Vor Ort in Jesolo werden Lampert und Pircher derweil von einem äusserst erfahrenen Trainer im Kickboxsport betreut. Nämlich vom langjährige Chef-Bundestrainer der Deutschen Nationalmannschaft, Kai Becker aus Deggendorf. «Becker ist schon sehr lange im Kickboxsport tätig und trainiert derzeit einige aktuelle und ehemalige Welt- und Europameister in seinem Verein. Da er Anfang des Jahres aus seiner Position ausschied, konnten wir ihn überhaupt erst für uns gewinnen», so Lampert, der vergangene Woche als finale Vorbereitung noch ein Trainingslager mit der deutschen Nationalmannschaft bei Becker absolvierte.

Apropos Vorbereitung: Die war sowohl für Lampert wie auch für Pircher etwas anders als sonst. Sie bestand, da der Grossteil der internationalen Wettkämpfe aufgrund der Coronapandemie abgesagt wurden, nämlich vornehmlich aus Training. Da der WAKO-Weltverband aber relativ früh versichert hat, dass die WM definitv stattfinden werde, habe man das Ziel vor Augen gehabt. «Klar, die Turniere, um die eigene Leistung im internationalen Vergleich zu testen, hat gefehlt. Auch war es aufgrund der diversen Regeln oft mühsam und wir konnten nicht ideal trainieren. Die Zeit konnten wir aber nutzen, um uns in anderen Bereichen zu verbesseren – ohne ganzen Wettkampfstress.»

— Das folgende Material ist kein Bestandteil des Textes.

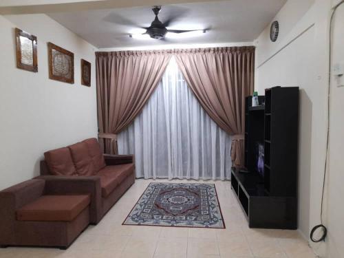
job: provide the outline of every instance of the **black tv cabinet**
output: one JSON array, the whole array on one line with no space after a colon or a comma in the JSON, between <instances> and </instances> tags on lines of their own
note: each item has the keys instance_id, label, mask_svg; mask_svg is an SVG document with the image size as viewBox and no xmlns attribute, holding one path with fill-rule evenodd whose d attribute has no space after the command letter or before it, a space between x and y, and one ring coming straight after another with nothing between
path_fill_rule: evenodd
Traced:
<instances>
[{"instance_id":1,"label":"black tv cabinet","mask_svg":"<svg viewBox=\"0 0 344 258\"><path fill-rule=\"evenodd\" d=\"M259 103L246 100L245 167L232 169L231 188L250 228L297 228L299 87L266 89ZM264 145L264 173L257 169L257 143Z\"/></svg>"}]
</instances>

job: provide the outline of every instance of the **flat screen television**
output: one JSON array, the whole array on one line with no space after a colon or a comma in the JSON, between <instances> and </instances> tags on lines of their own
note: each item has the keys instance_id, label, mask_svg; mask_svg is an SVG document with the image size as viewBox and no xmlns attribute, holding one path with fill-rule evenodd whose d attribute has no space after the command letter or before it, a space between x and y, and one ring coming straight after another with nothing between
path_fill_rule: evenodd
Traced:
<instances>
[{"instance_id":1,"label":"flat screen television","mask_svg":"<svg viewBox=\"0 0 344 258\"><path fill-rule=\"evenodd\" d=\"M257 172L264 177L264 144L257 142L255 146L255 164Z\"/></svg>"}]
</instances>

AUCH DAS LOSGLÜCK IST ENTSCHEIDEND

Ganz ohne Wettkampfpraxis geht es für die beiden FL-Athleten allerdings nicht nach Italien. Erstmals nach fast 1,5 Jahren massen sich Lampert und Pircher vor gut einem Monat nämlich wieder auf Weltcupstufe. «Es war ein wichtiger Test, um zu sehen, was noch zu tun ist», so Lampert der anfügt, dass die Vorfreude auf den Grossanlass riesig ist. Das auch deshalb, weil trotz Corona-Pandemie und aufwendigen Schutzmassnahmen – das Konzept ist angelehnt an jenes der Olympischen Spiele – ein grosses Teilnehmerfeld im kleinen Örtchen an der Adriaküste vertreten sein wird.

Nach der Anreise am Samstag steht für die beiden am gleichen Tag noch das Wiegen auf dem Programm. Am Sonntag findet dann die Auslosung statt und am Montag oder Dienstag dann der erste Kampf. Pricher wird dabei in den Disziplinen Light Contact und Kick Light (–74 kg) an den Start gehen, Lampert misst sich im Light Contact (–84 kg) mit der Konkurrenz.

Eine konkrete Zielsetzung haben die beiden Chikudo-Kämpfer an der Weltmeisterschaft nicht, was aber auch daran liegt, dass eine Einschätzung der Konkurrenz aufgrund der Wettkampfpause äusserst schwierig ist. «Man weiss nicht genau, was auf einem zukommt», meint Lampert. Aber sowohl er und auch Teamkollege Pircher seien topfit. «Wir müssen auf die eigenen Stärken vertrauen». Und mit etwas Losglück könne es für die Top-5 oder gar für Medaillenränge reichen.